December 5, 2017 / 12:59 AM / in a year

Australia shares dragged back by banks; NZ down

Dec 5 (Reuters) - Australian shares fell slightly on Tuesday with financials leading losses, on relatively weak sentiment from Wall Street, and ahead of Reserve Bank of Australia policy review that is expected to leave interest rates unchanged at a record low.

“There isn’t much buying in the market, so people are just increasing cash levels, perhaps locking a bit of performance ahead of the calendar year end,” said Chris Weston, Istitutional Lender at IG Markets.

The S&P/ASX 200 index hit its lowest in two weeks, inching 1.787 points, or 0.03 percent, lower to 5,983.9 by 0036 GMT in thin trade.

Overnight, U.S. stocks were a mixed bag with the Dow Jones Industrial Average hitting an all-time high, while the Nasdaq Composite Index fell 1.1 percent, and the S&P 500 making a record high before ending the session 0.11 percent lower.

On the home front, Australia’s central bank is seen as certain to keep its benchmark interest rates at a record low of 1.5 percent, according to a Reuters poll.

The RBA eased twice last year but has since held steady as it balances the risk of fuelling further borrowing in the country’s red-hot property market against tepid inflation.

For the day, the ‘Big four’ banks were the biggest drags on the benchmark index, losing between 0.1 percent and 0.5 percent.

“I think in Australia no one is really buying banks at the moment as there is a royal commission on the banks and that is keeping the buyers away.” Weston added.

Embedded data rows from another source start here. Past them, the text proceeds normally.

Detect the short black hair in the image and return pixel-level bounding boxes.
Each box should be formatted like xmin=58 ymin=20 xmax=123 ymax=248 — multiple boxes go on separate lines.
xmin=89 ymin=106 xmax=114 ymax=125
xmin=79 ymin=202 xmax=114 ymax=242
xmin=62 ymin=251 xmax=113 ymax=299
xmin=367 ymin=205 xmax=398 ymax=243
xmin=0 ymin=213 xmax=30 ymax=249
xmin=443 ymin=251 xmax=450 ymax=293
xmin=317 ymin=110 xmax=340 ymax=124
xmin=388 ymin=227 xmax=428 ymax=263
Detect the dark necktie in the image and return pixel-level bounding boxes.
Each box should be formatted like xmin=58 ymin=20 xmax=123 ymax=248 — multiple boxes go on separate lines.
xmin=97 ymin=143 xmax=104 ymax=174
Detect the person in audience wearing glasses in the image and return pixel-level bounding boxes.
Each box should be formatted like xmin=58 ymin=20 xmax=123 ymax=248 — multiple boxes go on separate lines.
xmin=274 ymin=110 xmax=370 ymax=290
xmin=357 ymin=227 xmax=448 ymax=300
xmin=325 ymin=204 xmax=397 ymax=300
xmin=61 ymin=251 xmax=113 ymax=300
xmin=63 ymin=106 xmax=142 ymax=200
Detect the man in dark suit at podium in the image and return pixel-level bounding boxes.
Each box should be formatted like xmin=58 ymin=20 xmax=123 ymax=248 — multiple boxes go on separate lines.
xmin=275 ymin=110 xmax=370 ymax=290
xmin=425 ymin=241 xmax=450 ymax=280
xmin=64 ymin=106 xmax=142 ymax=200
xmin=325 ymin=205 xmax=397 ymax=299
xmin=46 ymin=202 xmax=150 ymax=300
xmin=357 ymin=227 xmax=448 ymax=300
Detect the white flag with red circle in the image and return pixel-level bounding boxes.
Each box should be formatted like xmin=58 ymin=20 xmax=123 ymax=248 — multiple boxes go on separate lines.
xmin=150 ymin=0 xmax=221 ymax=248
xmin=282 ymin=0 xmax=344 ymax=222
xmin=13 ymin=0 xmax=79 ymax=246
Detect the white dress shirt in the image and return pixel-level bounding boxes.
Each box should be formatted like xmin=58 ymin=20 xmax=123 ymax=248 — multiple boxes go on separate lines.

The Australian government is holding a wide-ranging inquiry into a scandal-hit finance sector, arguing one was needed to restore public confidence as it reversed its long-held opposition amid mounting political pressure.

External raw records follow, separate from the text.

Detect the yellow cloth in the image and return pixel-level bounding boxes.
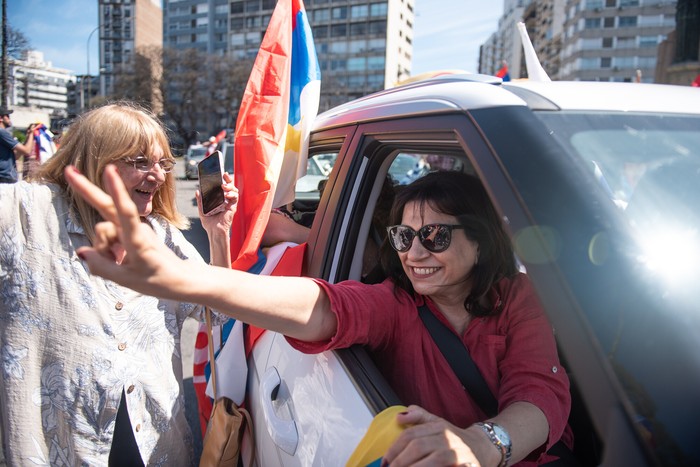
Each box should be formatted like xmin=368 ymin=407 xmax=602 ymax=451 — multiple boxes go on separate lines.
xmin=346 ymin=405 xmax=408 ymax=467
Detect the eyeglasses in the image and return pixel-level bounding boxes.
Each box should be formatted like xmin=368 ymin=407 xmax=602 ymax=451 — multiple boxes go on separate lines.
xmin=386 ymin=223 xmax=465 ymax=253
xmin=121 ymin=156 xmax=176 ymax=173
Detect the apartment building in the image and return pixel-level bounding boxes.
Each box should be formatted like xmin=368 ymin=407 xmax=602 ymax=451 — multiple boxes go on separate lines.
xmin=8 ymin=51 xmax=74 ymax=122
xmin=480 ymin=0 xmax=678 ymax=83
xmin=98 ymin=0 xmax=163 ymax=99
xmin=559 ymin=0 xmax=677 ymax=82
xmin=163 ymin=0 xmax=414 ymax=112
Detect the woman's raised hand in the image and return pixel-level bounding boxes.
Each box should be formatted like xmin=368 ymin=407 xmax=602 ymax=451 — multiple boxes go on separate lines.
xmin=64 ymin=165 xmax=194 ymax=300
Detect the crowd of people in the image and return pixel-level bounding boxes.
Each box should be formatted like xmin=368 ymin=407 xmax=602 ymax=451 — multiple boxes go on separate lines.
xmin=1 ymin=99 xmax=574 ymax=466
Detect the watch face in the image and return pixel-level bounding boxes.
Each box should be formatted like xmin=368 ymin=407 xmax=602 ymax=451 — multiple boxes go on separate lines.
xmin=493 ymin=424 xmax=512 ymax=446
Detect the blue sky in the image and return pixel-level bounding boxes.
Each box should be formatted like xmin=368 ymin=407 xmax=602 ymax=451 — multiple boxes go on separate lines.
xmin=8 ymin=0 xmax=502 ymax=76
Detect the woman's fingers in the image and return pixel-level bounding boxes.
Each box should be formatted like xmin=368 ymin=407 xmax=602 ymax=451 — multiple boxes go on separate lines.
xmin=102 ymin=165 xmax=144 ymax=248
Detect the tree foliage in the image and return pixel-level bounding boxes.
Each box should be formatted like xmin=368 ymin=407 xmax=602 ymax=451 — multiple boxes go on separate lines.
xmin=107 ymin=45 xmax=254 ymax=150
xmin=5 ymin=25 xmax=32 ymax=60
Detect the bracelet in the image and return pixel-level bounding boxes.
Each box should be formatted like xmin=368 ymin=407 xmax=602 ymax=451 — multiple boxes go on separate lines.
xmin=475 ymin=422 xmax=512 ymax=467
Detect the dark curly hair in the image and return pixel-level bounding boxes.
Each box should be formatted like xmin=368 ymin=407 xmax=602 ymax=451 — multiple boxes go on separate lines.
xmin=379 ymin=171 xmax=517 ymax=317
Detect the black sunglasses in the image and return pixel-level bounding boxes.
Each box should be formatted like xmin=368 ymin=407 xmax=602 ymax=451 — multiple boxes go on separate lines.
xmin=386 ymin=224 xmax=464 ymax=253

Lithium miner Orocobre was the worst performer, down 4.4 percent.

Miner BHP Billiton lost 0.7 percent, hurt further by an overnight downturn in oil prices, while Rio Tinto fell 1.2 percent.

Tech stocks mirrored their U.S. counterparts, with the local tech index down 0.6 percent as REA Group fell 2.7 percent.

On the upside, miner South32 was among the top performers on the benchmark index, up 4.6 percent.

The company on Tuesday announced that it expects capital expenditure in fiscal 2018 to be about $470 million, below its previous forecast of $500 million, and reaffirmed its production guidance for all of its operations in fiscal 2018.

Telstra extended gains, hitting its highest in seven weeks, up as much as 2.6 percent, while Woodside Petroleum added 0.7 percent.

New Zealand’s benchmark S&P/NZX 50 index edged 0.12 percent, or 9.7 points, lower to 8,175.17.

Fletcher Building was the top gainer on the benchmark, up 0.9 percent, while a2 Milk fell 1.3 percent.